Cependant, l’article L. 133-6 impose un délai d’action très court, un an : « Les actions pour avaries, pertes ou retards, auxquelles peut donner lieu contre le voiturier le contrat de transport, sont prescrites dans le délai d’un an, sans préjudice des cas de fraude ou d’infidélité. Toutes les autres actions auxquelles ce contrat peut donner lieu, tant contre le voiturier ou le commissionnaire que contre l’expéditeur ou le destinataire, aussi bien que celles qui naissent des dispositions de l’article 1269 du Code de procédure civile, sont prescrites dans le délai d’un an ».

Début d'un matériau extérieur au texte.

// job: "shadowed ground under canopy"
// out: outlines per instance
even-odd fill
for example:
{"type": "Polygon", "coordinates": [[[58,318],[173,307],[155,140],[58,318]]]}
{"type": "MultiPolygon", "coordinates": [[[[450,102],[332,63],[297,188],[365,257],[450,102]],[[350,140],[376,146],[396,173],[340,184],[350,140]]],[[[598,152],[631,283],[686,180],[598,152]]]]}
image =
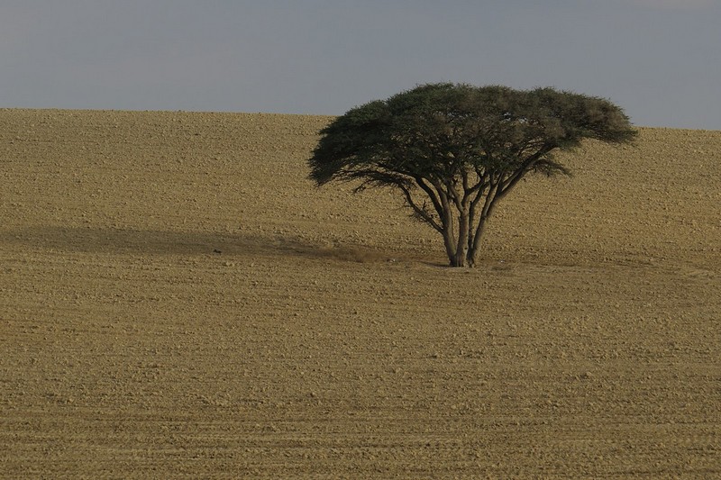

Ce délai commence à courir, dans le cas d’une perte totale, du jour où la remise de la marchandise aurait dû être effectuée, et, dans tous les autres cas, du jour où la marchandise a été remise. Il convient ainsi d’être attentif, car ce délai d’un an est applicable pour toute action relative au contrat de transport : paiement des dégâts survenus sur le véhicule, règlement du prix du transport…

Le seul moyen qui permet d’outrepasser ce délai est de démontrer l’existence d’une fraude ou d’une infidélité. À cet égard, et même s’il n’existe aucune définition légale, la cour d’appel de Paris a expliqué dans l’une de ses décisions que les notions de « fraude et d’infidélité » sous-entendaient « une volonté malveillante tendant à dissimuler le préjudice causé à l’expéditeur ou au destinataire ou à induire en erreur ceux-ci afin de paralyser toute action en justice ou demande indemnitaire »,  (CA Paris, 6 octobre 2004, n° 02/16370). En d’autres termes, il s’agit du comportement qui met une partie dans l’impossibilité de faire valoir ses droits en temps utile.

Par ailleurs, il existe un délai encore plus restrictif en cas d’action récursoire, c’est-à-dire lorsqu’une partie, par exemple le voiturier, souhaite appeler en cause une autre partie, par exemple l’expéditeur. Celui-ci sera d’un mois et commence à courir au jour de l’exercice de l’action contre le garanti, ce qui, dans la pratique, correspond à la date figurant sur l’acte d’assignation signifié.

Il est donc impératif, pour chaque problématique de livraison de véhicule, de bien identifier les différents intervenants, d’analyser la manière dont la réception a eu lieu et de vérifier les délais applicables pour enclencher la bonne action dans le bon délai et espérer obtenir gain de cause devant un tribunal.